Post by: AuntieEm2 on July 02, 2008, 03:04:44 PM
Quote
Some things have recently come to light and I'm afraid of what I'm going to do to him when I see him.
Sounds ominous and grim, Anne. Someone who does not understand or respect boundaries is a likely candidate for abusive behavior. Obviously true in programs, as well, as so many of you learned the hard way.

AuntieEm
Title: Re: What helped you most to recover after program?
Post by: Anonymous on July 02, 2008, 06:56:39 PM
Quote from: "Anne Bonney"
Quote from: "guest"


I really hope your daughter does not get too tempted by her grandfather's "offer".  I think your instincts are correct.  If she considers letting him to co-sign, please have her sit down with an attorney so she understands exactly how that would impact her.  Co-signing is one thing ( and I'm sure he will rub it in every chance he gets that he is liable for the loan and it affects his credit) but if he manages to manipulate it so that he is on title ( and once he has her on the hook and interested in his "help", he may try it) then he has an ownership interest and you know he is going to enter the house when she is not there and go through her things.  It will be nightmare city.
I have had a lot of experience with contracts, real estate, mortgages and the law.  I also have experience observing people who have signed legal documents without a clear understanding of how they would be affected ( witness the mortgage mess we are in now!).  You may want to help pre-empt his offer and any temptation she may feel by having her go over all of her documents with an attorney so he or she can explain how she would be impacted by that "offer".   If she does decide to take the "offer" please, please, have an attorney go over any documents before she signs or at least during the three day right of recission so she has an escape.  If grandpa Dickwad is anything like my ex he will make a nice-sounding offer but there will be many strings attached and at the last minute he will try to manipulate things to serve his own agenda.  My guess would be he would try to convince her she needs his help and then try to get on title so he can have control.  Bravo to you for raising a real woman!  I hope she sticks to her guns; this country is in a shitload of hurt by people who have thrown away their rights for some bogus "safety".  Good luck; I would love to see how this turns out!

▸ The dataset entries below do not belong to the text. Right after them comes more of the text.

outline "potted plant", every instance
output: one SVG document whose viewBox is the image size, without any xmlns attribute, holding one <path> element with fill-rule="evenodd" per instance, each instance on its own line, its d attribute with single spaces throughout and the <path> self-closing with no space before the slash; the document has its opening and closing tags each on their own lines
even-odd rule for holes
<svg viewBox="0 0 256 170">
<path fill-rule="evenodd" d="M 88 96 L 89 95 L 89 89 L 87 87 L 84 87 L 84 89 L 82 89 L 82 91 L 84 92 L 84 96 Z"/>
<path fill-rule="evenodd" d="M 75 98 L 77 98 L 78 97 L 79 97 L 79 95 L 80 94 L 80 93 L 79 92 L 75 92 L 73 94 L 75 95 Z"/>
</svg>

Thanks for the words of wisdom and rest assured there is no way in hell she's going to let him anywhere near her finances or anything else.   Right now she said she wants to save up some more for a bigger down payment and wait until her raise kicks in in about 6 months before she starts seriously looking.  Her sister just moved back in with us so we have a full house again.  My oldest one is going through a really rough time right now and its nice to see the sisters relying on each other. 

The grandparents and their father are up in Maine for the summer right now.  Some things have recently come to light and I'm afraid of what I'm going to do to him when I see him.

Your daughter sounds remarkable...that is a good decision she made.  Sorry about the added burdens you have to face right now.
Whatever you do to him, I am sure he deserves.  Things done to children fall into the "unforgivable" catagory.  I'll be sending you kind thoughts that you have the strength to face it all.